La Corte di Cassazione, sezione tributaria, con l’ordinanza n. 20421 depositata il 23 luglio 2024, intervenendo in tema di efficacia tributaria della certificazione dei contratti di lavoro, ha statuito il seguente principio di diritto secondo cui “L’esercizio del potere-dovere del giudice tributario di qualificare l’operazione economica sottostante il contratto, anche sulla base dell’esecuzione dello stesso, e di pronunciarsi sull’obbligazione tributaria instauratasi al verificatesi di un atto o fatto rilevatore di capacità contributiva ex art. 53 Cost., non è precluso dalla certificazione del contratto di cui agli artt. 75 e ss. del d.lgs. 10 settembre 2003, n. 276 e dalla mancata impugnazione di tale certificazione davanti al giudice ordinario in funzione di giudice del lavoro“
La vicenda aveva riguardato una società a cui l’Agenzia delle entrate aveva notificato un avviso di accertamento che traeva origine da due contratti d’appalto stipulati dalla contribuente con altrettante cooperative e riqualificati come contratti di somministrazione di manodopera, in ragione della rilevata assenza di autonomia organizzativa, nonché della riscontrata mancata assunzione del rischio di impresa. I rapporti intrattenuti dalla contribuente venivano così ritenuti riconducibili non a prestazioni di servizi e come tali fatturate dalle cooperative a fini IVA, bensì a semplici somministrazioni di manodopera da parte dei dipendenti della cooperativa. Per l’effetto, l’Amministrazione finanziaria riteneva che le prestazioni fatturate andassero qualificate come riferite ad un mero rimborso dei costi relativi al personale impiegato dalle cooperative, e non fossero soggette ad IVA. La società impugnava tale atto impositivo. Il giudice di prime cure rigettava il ricorso. La società proponeva appello. I giudici di secondo grado accoglievano l’appello proposto. L’Agenzia delle entrate, avverso la sentenza di appello, proponeva ricorso per cassazione fondato su due motivi.
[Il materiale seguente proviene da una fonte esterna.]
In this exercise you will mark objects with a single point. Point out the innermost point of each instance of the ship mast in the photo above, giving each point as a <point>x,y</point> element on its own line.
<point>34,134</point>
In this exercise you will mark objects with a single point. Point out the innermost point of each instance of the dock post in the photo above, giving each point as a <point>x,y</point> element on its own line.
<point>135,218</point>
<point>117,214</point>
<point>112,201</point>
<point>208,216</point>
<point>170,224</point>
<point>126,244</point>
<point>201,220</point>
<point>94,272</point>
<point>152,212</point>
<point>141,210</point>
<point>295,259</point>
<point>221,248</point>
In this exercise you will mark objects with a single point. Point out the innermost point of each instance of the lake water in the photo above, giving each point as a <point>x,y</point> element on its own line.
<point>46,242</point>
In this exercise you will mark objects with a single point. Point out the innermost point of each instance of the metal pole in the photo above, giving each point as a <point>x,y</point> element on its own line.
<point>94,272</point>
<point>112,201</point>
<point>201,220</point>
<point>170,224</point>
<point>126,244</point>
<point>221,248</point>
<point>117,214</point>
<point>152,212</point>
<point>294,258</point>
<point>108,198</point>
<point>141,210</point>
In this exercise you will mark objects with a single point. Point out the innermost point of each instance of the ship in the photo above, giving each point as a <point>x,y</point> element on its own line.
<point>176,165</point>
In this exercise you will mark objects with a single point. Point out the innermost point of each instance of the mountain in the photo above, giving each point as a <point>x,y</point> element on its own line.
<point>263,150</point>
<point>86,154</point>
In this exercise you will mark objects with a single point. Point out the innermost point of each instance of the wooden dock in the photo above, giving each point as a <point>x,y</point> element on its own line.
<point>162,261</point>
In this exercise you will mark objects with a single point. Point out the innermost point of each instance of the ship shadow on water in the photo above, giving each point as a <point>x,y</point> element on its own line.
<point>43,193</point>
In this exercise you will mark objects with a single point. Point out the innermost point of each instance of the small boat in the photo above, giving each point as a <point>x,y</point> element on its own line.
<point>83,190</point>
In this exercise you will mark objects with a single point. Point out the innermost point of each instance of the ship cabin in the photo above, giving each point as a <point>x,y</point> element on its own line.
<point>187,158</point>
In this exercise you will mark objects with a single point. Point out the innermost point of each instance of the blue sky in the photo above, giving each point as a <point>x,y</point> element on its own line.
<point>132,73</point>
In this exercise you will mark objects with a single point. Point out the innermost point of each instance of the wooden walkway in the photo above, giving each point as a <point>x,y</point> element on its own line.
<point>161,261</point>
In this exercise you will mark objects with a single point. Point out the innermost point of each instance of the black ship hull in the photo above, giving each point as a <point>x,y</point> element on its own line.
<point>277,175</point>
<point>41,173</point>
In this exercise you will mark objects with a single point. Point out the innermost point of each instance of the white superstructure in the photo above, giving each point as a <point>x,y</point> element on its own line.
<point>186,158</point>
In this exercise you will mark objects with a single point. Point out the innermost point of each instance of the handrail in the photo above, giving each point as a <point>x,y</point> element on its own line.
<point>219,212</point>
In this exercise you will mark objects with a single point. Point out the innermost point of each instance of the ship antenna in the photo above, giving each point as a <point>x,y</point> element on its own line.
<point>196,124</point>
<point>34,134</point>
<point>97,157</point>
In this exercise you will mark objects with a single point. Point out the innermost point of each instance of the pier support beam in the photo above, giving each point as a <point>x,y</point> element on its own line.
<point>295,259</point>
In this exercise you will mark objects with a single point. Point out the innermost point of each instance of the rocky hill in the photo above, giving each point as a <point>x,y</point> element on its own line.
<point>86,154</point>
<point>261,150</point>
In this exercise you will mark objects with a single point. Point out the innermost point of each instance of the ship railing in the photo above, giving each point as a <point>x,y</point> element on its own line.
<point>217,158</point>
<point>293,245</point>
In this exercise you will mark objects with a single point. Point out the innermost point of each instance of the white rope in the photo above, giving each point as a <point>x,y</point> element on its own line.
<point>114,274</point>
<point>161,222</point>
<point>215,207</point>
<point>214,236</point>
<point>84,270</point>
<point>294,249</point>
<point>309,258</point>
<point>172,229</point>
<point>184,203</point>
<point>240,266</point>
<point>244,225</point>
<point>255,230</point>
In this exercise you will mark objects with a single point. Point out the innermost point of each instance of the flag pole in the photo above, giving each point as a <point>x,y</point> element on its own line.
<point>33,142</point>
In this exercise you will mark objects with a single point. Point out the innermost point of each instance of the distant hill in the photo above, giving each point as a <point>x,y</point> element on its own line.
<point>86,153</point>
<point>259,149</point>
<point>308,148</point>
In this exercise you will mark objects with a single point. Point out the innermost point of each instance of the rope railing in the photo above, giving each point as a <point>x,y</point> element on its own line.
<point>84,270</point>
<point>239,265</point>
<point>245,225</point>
I giudici di legittimità accoglievano il primo motivo di ricorso, assorbito il secondo, cassavano la sentenza impugnata e rinviavano la controversia alla Corte di giustizia tributaria di secondo grado
I giudici di piazza Cavour con la sopra indicata ordinanza hanno precisato che “… il Collegio ritiene che il quadro normativo sopra ricostruito non abbia inteso introdurre una deroga ai poteri ordinari del giudice tributario di qualificazione del rapporto controverso inerente all’obbligazione tributaria …”. E affermato, in linea con l’attuale di riferimento, che “…tanto si desume sia dall’interpretazione letterale della legge sia da una lettura sistemica e topografica delle singole previsioni sopra riassunte, tutte incentrate sulla qualificazione del contratto di lavoro ai fini civili e sul ruolo del giudice ordinario ai fini dell’eventuale impugnazione della certificazione, né vi è traccia di riferimenti al rapporto tributario e al giudice tributario nella legge delega 14 febbraio 2003, n. 30, dettata specificamente in materia di occupazione e mercato del lavoro. Un piano è quello della qualificazione civilistica del contratto, in questo caso di appalto, oggetto di certificazione e di azione presso il giudice ordinario in funzione di giudice del lavoro individuato ex art. 413 cod. proc. civ., i cui effetti sono regolati dal d.lgs. n. 276/2003 per espressa ratio legis. Altro piano riguarda l’obbligazione tributaria, di diritto pubblico, e la qualificazione dell’opera-zione economica sottostante e la pronuncia sull’obbligazione tributaria generata. Della questione il giudice tributario è pienamente investito, dovendo tener conto della certificazione in quanto fatto dedotto del processo ed elemento che compone il quadro probatorio complessivo, ma senza essere vincolato in punto di qualificazione del rapporto dagli artt.75 e ss. d.lgs. 10 settembre 2003, n. 276. Infatti, il complesso normativo suddetto ha rilevanza ai diversi fini della qualificazione civilista del contratto e della deflazione del contezioso civile, non ha anche efficacia vincolante ai fini della determinazione del rapporto tributario, la cui qualificazione può avvenire anche sulla base dell’esecuzione del contratto al di là delle espressioni formali usate dalle parti …”.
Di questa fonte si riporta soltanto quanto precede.